Durante su crecimiento, había aprendido a no preguntar por su padre. Siempre lograba la misma respuesta.

—Nos amamos tanto... Pero no podía ser.

Lo que no le decía nada, así que había dejado de preguntar, entre otras cosas, porque cada vez que lo hacía su madre se ponía muy triste. Pero unos días antes de su muerte, como si hubiera intuido que su fin estaba próximo, su madre le había confesado: —Tu padre no se enteró nunca de tu existencia. Yo estaba viviendo aún con tus abuelos y me fui de casa en cuanto supe que estaba embarazada. El estaba casado y si le hubiera dicho que estaba esperando un hijo, se habría encontrado en una situación terrible. Así que a sus ojos, yo, simplemente, desaparecí. Pensé que era lo mejor para todos —sus ojos se habían llenado de lágrimas—. No quiero que pienses mal de él. No podría soportarlo. El era un hombre bueno.

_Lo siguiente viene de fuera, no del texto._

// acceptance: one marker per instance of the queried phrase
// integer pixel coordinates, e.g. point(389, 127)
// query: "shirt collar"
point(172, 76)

Fluke no lo había creído. Ni lo creía. Le hubiera gustado creerlo, pero no podía. Estaba seguro de que su madre había intentando hacer ver a su amante mejor de lo que había sido, para que su hijo no tuviera que vivir toda la vida con la carga de un padre desconsiderado, a quien su madre evidentemente seguía amando.
Inconscientemente, Fluke se puso la mano en el pecho. Sintió el colgante a través de la tela de su camiseta. Era la prueba de su identidad, por si algún día necesitaba usarlo.

Se puso pálido al recordar el momento en que su madre le había pedido que le diera una lata pequeña que guardaba en el fondo del cajón de su ropa interior, y que al abrirla había aparecido un colgante de zafiros y diamantes.

—Tu padre me lo dio entonces, como prueba de su amor. Así que es muy especial. Quiero que tu lo tengas.

—¿Es auténtico? —Fluke se había quedado con la boca abierta al verlo.

—Es muy valioso, cariño. Así que debes cuidarlo mucho. Tu padre me dijo que era una joya de la familia.

«Entonces debiste venderlo para que tu vida fuera un poco más fácil», hubiera querido decirle. Pero se había callado, puesto que aquella «prueba de amor», ¿o pago por sus servicios?, se preguntó, había significado tanto para ella.

Fluke se miró en el espejo de su comodín y se juró que si algún día llegaba a conocer a su padre le devolvería su colgante. Que se lo diera a su nueva esposa, pensó con rabia. ¡No quería esa odiosa cosa!

Fluke respiró profundamente. La situación la estaba poniendo fuera de sí. Él no era vengativo, Jean siempre se lo decía. Al contrario, solía ser demasiado confiado y solía querer complacer a la gente. Así que dejaría de pensar cosas malas sobre el hombre al que había amado su madre, al que no tenía derecho a juzgar, y haría lo que había ido a hacer allí.